Wednesday, January 18, 2012

"Attack the Block"

****½


It's Guy Fawkes Day in South London, fireworks are going off in the air, and a young nurse named Sam (Jodie Whittaker) is on her way home on the increasingly dangerous streets of South London. Suddenly a group of thugs appears before her, their heads hooded, their faces masked, She knows where this is going, and so do we. A knife comes out, a brief struggle over a ring, when suddenly something crashes into the car next to the group, giving Sam her chance to escape. Then the movie does a most surprising thing: it let's Sam go and stays with the thugs. They investigate the car and find more than they bargained for. Injured by this whatever-it-is, the gang's leader Moses (John Boyega), swears vengeance. The gang follows the thing as it seeks shelter in a shed, where they corner it, scare it with fireworks, and beat it to death. Moses and his crew know what they've got here, and they carry it back to their block (read "project") as a trophy, visions of wealth and fame taking shape in their heads. Big mistake, for you see that was just the first thing to fall from the sky that night.

First time writer/director Joe Cornish has fashioned an unusual, sometimes hilarious, sometimes scary, often inventive sci-fi horror comedy. Yet he's done something more: buried within this silly monster-a-thon is some very pointed social/racial commentary. It doesn't preach, however. You can easily glide along the surface of this one and have a good time, never noticing the meaning in its depths. We get glimpses into the lives of the protagonists, the thugs that mugged a woman at knife-point in the beginning, but the movie never really tries to make you sympathize with them, never creates excuses for their behaviour. The characters themselves sometimes try to make excuses, but the movie won't let them. And suddenly the find themselves pursued by some big, bad, black beasties. The creature design here is wonderful in that it's so hard to pin down. Roughly gorilla shaped with rows upon rows of luminescent teeth (first shown in a brilliant reveal), the monsters are covered in deep, inky black...something.
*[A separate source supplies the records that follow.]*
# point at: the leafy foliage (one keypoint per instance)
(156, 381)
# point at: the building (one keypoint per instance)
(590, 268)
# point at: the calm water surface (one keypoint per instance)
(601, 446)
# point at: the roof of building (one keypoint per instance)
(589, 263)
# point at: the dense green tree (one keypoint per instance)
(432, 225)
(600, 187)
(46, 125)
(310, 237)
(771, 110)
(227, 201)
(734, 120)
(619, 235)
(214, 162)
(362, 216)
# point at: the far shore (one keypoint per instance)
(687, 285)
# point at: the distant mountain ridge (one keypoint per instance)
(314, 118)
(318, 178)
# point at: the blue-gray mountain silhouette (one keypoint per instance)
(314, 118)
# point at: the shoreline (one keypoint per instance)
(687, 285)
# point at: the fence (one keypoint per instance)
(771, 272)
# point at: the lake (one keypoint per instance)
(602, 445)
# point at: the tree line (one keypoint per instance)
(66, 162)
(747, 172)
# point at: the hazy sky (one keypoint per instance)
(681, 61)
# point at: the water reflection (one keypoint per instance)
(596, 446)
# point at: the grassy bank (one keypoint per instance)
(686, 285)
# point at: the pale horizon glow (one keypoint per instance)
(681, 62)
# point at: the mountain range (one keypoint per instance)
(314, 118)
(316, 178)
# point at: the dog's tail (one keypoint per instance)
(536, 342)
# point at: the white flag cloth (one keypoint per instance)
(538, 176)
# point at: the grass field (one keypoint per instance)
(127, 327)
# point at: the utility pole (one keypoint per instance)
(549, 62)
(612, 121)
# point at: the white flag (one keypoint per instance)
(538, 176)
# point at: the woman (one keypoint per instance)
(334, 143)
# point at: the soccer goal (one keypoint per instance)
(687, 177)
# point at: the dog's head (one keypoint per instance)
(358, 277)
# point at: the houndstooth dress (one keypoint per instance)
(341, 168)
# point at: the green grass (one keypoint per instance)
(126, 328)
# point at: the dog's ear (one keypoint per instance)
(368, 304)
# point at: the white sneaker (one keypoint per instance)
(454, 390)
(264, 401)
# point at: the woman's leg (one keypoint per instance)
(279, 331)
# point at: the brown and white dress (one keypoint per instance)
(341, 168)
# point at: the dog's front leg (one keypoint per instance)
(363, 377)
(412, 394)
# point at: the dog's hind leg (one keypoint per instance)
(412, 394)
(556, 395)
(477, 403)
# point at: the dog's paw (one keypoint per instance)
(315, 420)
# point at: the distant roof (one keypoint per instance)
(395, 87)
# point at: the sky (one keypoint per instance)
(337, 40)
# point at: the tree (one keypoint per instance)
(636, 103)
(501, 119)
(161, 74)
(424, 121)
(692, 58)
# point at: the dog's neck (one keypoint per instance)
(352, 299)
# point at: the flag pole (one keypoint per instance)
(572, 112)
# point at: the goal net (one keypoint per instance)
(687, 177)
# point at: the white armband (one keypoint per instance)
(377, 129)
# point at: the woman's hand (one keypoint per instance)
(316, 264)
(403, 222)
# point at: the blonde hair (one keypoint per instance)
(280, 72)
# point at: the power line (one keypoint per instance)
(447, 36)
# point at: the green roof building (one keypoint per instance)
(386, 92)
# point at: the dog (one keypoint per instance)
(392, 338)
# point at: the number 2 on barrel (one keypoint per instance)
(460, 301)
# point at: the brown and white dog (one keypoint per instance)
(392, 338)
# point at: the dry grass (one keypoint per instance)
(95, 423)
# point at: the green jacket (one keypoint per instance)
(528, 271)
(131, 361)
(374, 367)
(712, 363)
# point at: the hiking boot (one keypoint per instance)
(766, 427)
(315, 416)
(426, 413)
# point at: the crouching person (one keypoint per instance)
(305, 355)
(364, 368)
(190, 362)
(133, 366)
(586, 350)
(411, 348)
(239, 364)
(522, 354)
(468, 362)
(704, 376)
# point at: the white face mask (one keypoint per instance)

It might be spiky fur, it might be scaly spikes. I can't tell. You even see them quite clearly and fully in bright light...but I still can't quite nail their form or texture. Other than the form and the teeth, their just like a void of blackness. "It's so black you can hardly see it," one of the characters says. Indeed. And don't think this blackness is just an element of good monster design. It's no accident that the thugs suddenly have to fear black things in the night.
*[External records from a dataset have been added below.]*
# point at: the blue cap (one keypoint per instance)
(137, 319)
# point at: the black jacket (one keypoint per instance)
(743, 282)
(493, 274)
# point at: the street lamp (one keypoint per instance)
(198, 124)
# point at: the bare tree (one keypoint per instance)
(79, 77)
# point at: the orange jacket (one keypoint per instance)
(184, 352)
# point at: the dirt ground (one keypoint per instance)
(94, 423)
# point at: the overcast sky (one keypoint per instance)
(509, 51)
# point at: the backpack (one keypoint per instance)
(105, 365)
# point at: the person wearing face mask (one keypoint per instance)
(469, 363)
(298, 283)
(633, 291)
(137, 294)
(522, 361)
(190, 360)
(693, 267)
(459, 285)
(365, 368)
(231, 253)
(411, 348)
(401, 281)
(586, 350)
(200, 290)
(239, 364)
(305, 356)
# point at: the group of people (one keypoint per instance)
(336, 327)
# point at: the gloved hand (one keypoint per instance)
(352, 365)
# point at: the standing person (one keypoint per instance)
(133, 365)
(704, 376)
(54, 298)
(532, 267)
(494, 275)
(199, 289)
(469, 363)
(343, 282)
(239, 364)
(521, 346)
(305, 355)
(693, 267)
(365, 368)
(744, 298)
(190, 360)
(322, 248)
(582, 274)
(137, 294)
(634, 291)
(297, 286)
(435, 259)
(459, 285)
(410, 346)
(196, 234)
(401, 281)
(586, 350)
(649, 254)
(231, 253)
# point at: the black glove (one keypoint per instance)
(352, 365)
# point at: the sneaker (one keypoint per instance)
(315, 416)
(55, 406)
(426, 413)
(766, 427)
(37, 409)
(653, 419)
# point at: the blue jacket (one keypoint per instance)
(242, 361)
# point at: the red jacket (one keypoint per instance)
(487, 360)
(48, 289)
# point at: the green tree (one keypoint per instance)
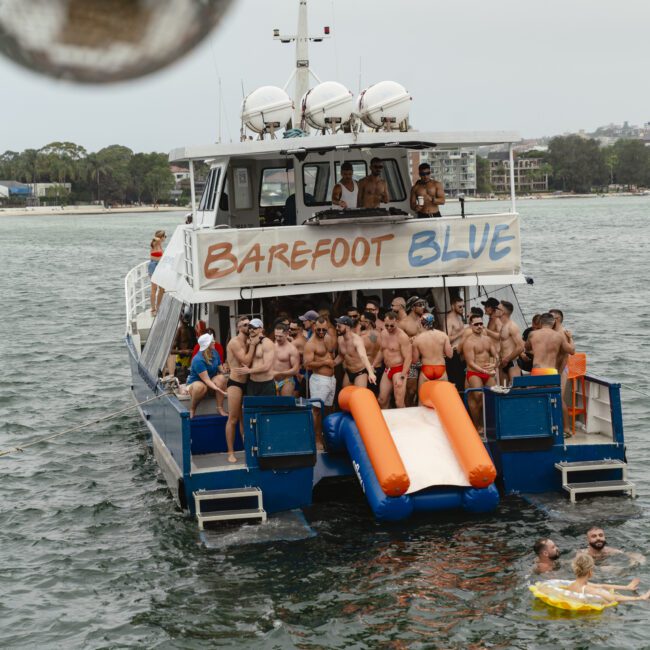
(115, 161)
(159, 180)
(578, 163)
(632, 162)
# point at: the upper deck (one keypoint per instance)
(260, 230)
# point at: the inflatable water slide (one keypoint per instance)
(424, 458)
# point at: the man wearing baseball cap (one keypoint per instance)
(308, 319)
(204, 368)
(358, 370)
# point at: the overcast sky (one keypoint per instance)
(538, 68)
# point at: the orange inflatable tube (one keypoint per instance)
(383, 454)
(461, 432)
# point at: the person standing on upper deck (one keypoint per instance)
(373, 189)
(346, 192)
(427, 195)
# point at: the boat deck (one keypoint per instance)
(204, 463)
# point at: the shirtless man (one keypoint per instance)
(512, 345)
(260, 372)
(598, 549)
(427, 195)
(547, 555)
(563, 357)
(370, 338)
(320, 359)
(345, 193)
(480, 353)
(373, 306)
(373, 189)
(412, 325)
(286, 362)
(238, 354)
(297, 337)
(358, 369)
(397, 353)
(431, 346)
(546, 345)
(454, 327)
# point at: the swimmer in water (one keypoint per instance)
(583, 567)
(598, 550)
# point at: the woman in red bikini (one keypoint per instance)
(154, 257)
(431, 347)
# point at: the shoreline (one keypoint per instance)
(71, 210)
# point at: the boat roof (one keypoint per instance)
(413, 140)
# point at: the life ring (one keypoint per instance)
(556, 594)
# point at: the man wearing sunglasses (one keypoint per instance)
(480, 357)
(320, 360)
(427, 194)
(373, 189)
(358, 369)
(397, 353)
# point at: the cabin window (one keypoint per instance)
(317, 182)
(277, 186)
(209, 191)
(359, 170)
(394, 181)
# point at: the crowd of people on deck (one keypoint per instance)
(584, 563)
(391, 349)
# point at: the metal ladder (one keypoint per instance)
(621, 485)
(231, 497)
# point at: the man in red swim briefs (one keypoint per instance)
(431, 347)
(397, 353)
(481, 358)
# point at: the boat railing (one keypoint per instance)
(136, 292)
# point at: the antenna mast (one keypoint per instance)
(301, 72)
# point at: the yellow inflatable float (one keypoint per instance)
(556, 594)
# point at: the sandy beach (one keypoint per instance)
(85, 209)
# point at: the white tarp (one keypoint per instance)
(425, 450)
(298, 254)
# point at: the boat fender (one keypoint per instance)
(555, 594)
(479, 500)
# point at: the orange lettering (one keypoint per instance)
(278, 251)
(296, 252)
(346, 253)
(320, 251)
(366, 251)
(254, 256)
(216, 253)
(379, 241)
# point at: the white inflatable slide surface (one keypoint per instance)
(422, 443)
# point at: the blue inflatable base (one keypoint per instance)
(340, 432)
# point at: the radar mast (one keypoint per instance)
(301, 72)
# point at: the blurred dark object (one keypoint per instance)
(101, 41)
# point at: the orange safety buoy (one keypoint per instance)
(460, 430)
(382, 452)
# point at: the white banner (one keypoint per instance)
(256, 257)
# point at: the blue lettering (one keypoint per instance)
(498, 239)
(424, 239)
(472, 240)
(451, 255)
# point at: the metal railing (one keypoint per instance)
(136, 293)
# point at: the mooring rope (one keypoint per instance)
(81, 426)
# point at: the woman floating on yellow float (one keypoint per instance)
(582, 595)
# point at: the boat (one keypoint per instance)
(264, 238)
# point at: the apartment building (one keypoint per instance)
(530, 174)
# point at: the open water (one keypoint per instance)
(94, 553)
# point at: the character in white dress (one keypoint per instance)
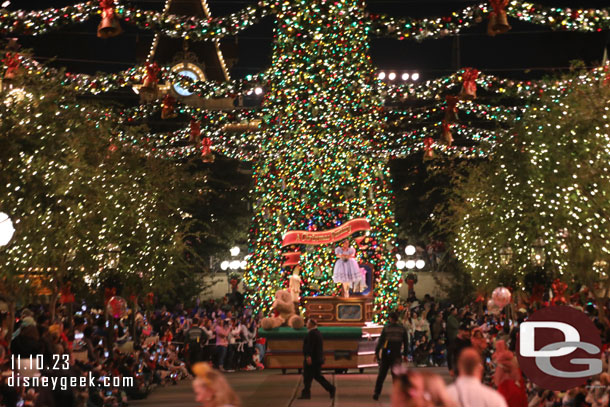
(294, 285)
(347, 272)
I must make mention of an incredible performance from newcomer John Boyega. His Moses is stoic and quiet, but authoritative, with a sense that there is some rage brimming underneath that steadily calm exterior, and, surprising in such an ultimately unsympathetic character, a sense of nobility and bravery. It's easy to see him as a leader. All the rest of the cast is good as well, especially Whittaker (who we see again of course, a nurse soon becomes a valuable commodity), Luke Treadaway as a stoner/zoologist who happens to get caught up in the fray (and offers his opinions on what the creatures are and what their motives might be), and Nick Frost (Hot Fuzz, Shaun of the Dead, Paul) as the resident drug dealer. I must also mention the movie lost out on five stars only because there was so much London street jargon spoken in such thick accents that there were sometimes long stretches of dialogue I couldn't follow. Context helped sometimes, but not always. Subtitles might have helped more. Ultimately, though, the ride is lots fun, the characters and monsters are fascinating, the rise of its antihero is compelling, and its deeper messages and desire to make you look at yourself shine through if your looking for them, but don't overwhelm if your not. It comes at you like a beast in the night. As Moses would say, "Allow it."